Несмотря на то что “Нью-Йоркер” отверг несколько его рассказов, публикации в журнале принесли Сэлинджеру желанное признание. В 1949 году круг его почитателей уже не ограничивался аудиторией “Нью-Йоркера”. Особый интерес к рассказам Сэлинджера проявляли люди творческие: кинорежиссеры, поэты, прозаики. Свежесть его художественного видения и языка сказалась на формировании начинавших в то время больших писателей — таких как Курт Воннегут, Филип Рот и Сильвия Плат. Джон Апдайк признавал, что он “многое почерпнул из рассказов Сэлинджера”. “Как и большинство новаторов в литературе, — отмечал Апдайк, — Сэлинджер нашел новый способ передачи изменчивой, непосредственно переживаемой жизни”.
В 1949 году читателей у Сэлинджера значительно прибыло, в том числе благодаря переизданию нескольких его вещей.

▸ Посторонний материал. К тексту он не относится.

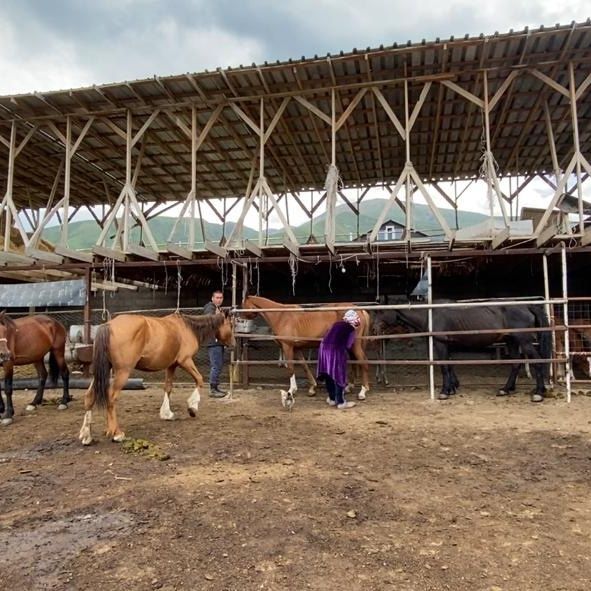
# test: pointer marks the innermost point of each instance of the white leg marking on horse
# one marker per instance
(287, 399)
(194, 400)
(85, 433)
(165, 413)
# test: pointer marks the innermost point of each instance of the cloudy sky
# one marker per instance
(57, 44)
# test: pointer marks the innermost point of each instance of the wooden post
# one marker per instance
(87, 316)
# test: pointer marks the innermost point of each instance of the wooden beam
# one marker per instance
(292, 247)
(215, 249)
(252, 248)
(500, 237)
(179, 251)
(43, 255)
(109, 253)
(143, 252)
(546, 235)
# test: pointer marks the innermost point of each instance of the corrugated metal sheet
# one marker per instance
(445, 142)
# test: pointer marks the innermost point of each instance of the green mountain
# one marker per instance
(346, 224)
(84, 234)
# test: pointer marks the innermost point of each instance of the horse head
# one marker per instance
(383, 321)
(225, 332)
(7, 334)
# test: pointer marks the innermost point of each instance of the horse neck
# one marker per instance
(203, 327)
(415, 318)
(271, 318)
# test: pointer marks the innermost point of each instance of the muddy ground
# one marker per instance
(475, 493)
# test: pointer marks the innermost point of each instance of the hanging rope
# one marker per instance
(293, 267)
(378, 274)
(179, 281)
(333, 181)
(108, 275)
(223, 271)
(488, 165)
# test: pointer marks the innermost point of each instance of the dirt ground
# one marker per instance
(475, 493)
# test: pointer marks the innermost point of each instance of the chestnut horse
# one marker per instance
(579, 335)
(301, 329)
(27, 340)
(131, 341)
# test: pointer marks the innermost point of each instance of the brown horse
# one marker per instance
(27, 340)
(579, 336)
(132, 341)
(301, 329)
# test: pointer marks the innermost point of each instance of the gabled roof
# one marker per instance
(446, 141)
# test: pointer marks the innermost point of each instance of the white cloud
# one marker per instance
(57, 67)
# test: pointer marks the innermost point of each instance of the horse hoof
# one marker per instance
(85, 437)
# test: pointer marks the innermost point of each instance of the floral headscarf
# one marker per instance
(352, 318)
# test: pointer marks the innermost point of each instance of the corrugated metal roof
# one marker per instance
(446, 141)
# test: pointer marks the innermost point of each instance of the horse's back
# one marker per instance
(146, 342)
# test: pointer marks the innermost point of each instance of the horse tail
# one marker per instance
(544, 337)
(54, 369)
(102, 365)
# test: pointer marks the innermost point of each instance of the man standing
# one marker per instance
(215, 349)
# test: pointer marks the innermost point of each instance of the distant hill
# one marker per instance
(84, 234)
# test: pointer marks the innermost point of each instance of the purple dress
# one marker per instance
(333, 352)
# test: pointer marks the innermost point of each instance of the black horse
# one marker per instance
(485, 318)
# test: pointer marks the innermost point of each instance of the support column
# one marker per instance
(128, 199)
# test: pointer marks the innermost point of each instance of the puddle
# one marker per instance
(37, 556)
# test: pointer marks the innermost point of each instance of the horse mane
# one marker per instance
(268, 303)
(203, 326)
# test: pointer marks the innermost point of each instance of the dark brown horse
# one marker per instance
(27, 340)
(579, 336)
(495, 320)
(304, 330)
(132, 341)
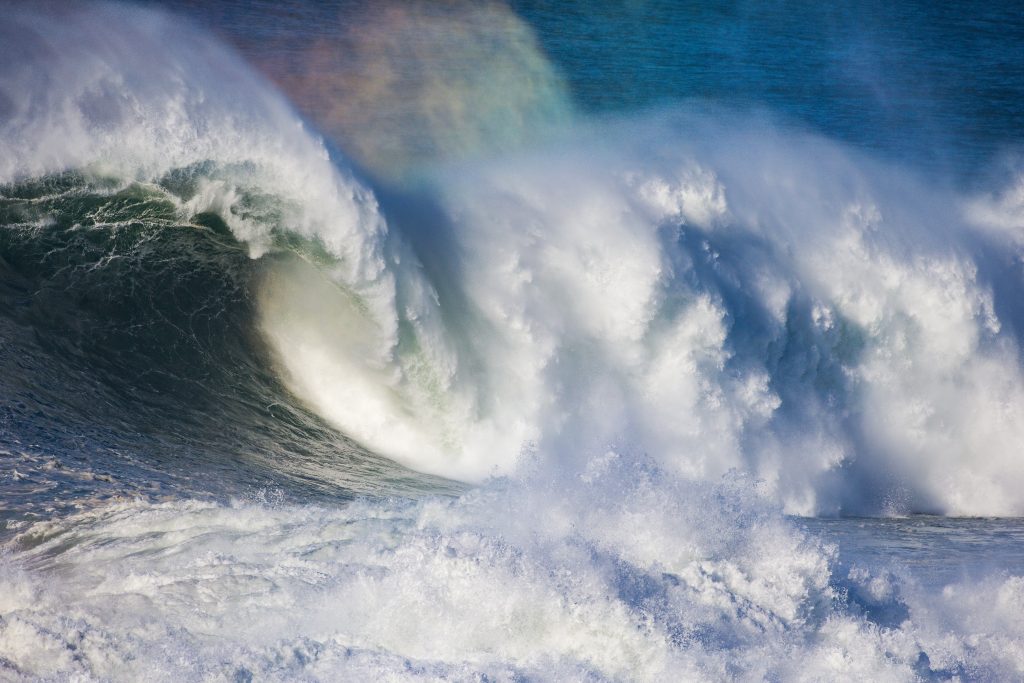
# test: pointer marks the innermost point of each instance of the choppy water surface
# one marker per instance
(485, 341)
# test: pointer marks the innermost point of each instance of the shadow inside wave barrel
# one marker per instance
(130, 365)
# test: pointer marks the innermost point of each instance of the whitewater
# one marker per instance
(396, 397)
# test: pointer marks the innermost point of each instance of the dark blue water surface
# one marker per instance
(938, 86)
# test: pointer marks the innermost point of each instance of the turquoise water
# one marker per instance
(511, 341)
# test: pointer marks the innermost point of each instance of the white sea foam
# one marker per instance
(719, 295)
(658, 335)
(619, 578)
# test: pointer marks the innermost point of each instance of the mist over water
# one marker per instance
(445, 366)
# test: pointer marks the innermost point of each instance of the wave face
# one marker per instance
(243, 387)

Издательство “Даблдей” перепечатало рассказ “Перед самой войной с эскимосами” в сборнике “Избранные рассказы 1949 года”. Жена и коллега Бернетта, Марта Фоули, включила “Знакомую девчонку” в составленный ею выпуск альманаха “Лучшие американские рассказы 1949 года”. В следующем ежегоднике, за 1950 год, Фоули поместила “Человека, который смеялся”, рекомендовав его читателям как “один из самых выдающихся рассказов, появившихся в американских журналах в 1949 году”. Уит Бернетт перепечатал “Затянувшийся дебют Лоис Тэггетт” в сборнике “Стори”: Проза сороковых”. Но больше всего Сэлинджера обрадовал “Нью-Иоркер” — его редакция отобрала рассказ “Хорошо ловится рыбка-бананка” для сборника “55 рассказов из “Нью-Йоркера”, 1940-1950”, признав тем самым, что он входит в число лучших публикаций журнала за целое десятилетие.
Сэлинджера всегда заботило, как его воспринимают посторонние, интересовало мнение окружающих. В своей переписке, личной и деловой, он был неизменно собран, для каждого корреспондента тщательно подбирал тон и выражения. Больше всего на свете Сэлинджер боялся обвинений в заносчивости — в школе и потом в армии ему их предъявлялось немало. С детства он был самолюбив. С годами самолюбие его только крепло — сначала под влиянием материнского восхищения, позже — с достижением все новых профессиональных высот. И хотя самолюбие и высокая самооценка более чем естественны для писателя, Сэлинджер опасался, как бы в нем эти качества не были восприняты как высокомерие и излишняя самонадеянность.
Публикацию рассказа “В лодке” в номере “Харперс базар” за апрель 1949 года сопровождала короткая автобиографическая справка. Двумя годами раньше Сэлинджер отказался писать подобную заметку для журнала “Мадемуазель”. А сейчас к тому же сочинять заметку надо было для журнала, в котором его заставили сократить рассказ. И тем не менее Сэлинджер написал о себе, попутно выразив свое отношение к этому словесному жанру: “Перейду сразу к делу Во-первых, на месте владельцев журнала я бы никогда не печатал автобиографических заметок авторов, которые у меня публикуются. Мне лично, как правило, нет дела до того, где писатель родился, сколько у него детей, как построен его рабочий день и когда его (благородного негодяя!) арестовали за контрабанду оружия для ирландских повстанцев”
“Благородный негодяй” — это был камень в огород Хемингуэя, любившего прихвастнуть и порисоваться. Далее значительный фрагмент текста Сэлинджер посвятил обличению собратьев по перу, сверх всякой меры, подобно Хемингуэю, увлекающихся саморекламой. На их фоне сам он представал образцом скромности и смирения. На случай если кто-то и.» читателей этого не поймет, Сэлинджер прямо назвал себя "невозможным скромником”.
За инвективами в адрес литературных самолюбцев Сэлинджер не дал себе труда написать о том, ради чего заметка, собственно, и составлялась. Он отделался самыми скупыми сведениями о себе. “Я уже больше десяти лет серьезно занимаюсь литературой... — сообщает Сэлинджер читателям. — Я воевал и составе Четвертой пехотной дивизии... Мои герои — почти всегда молоды”.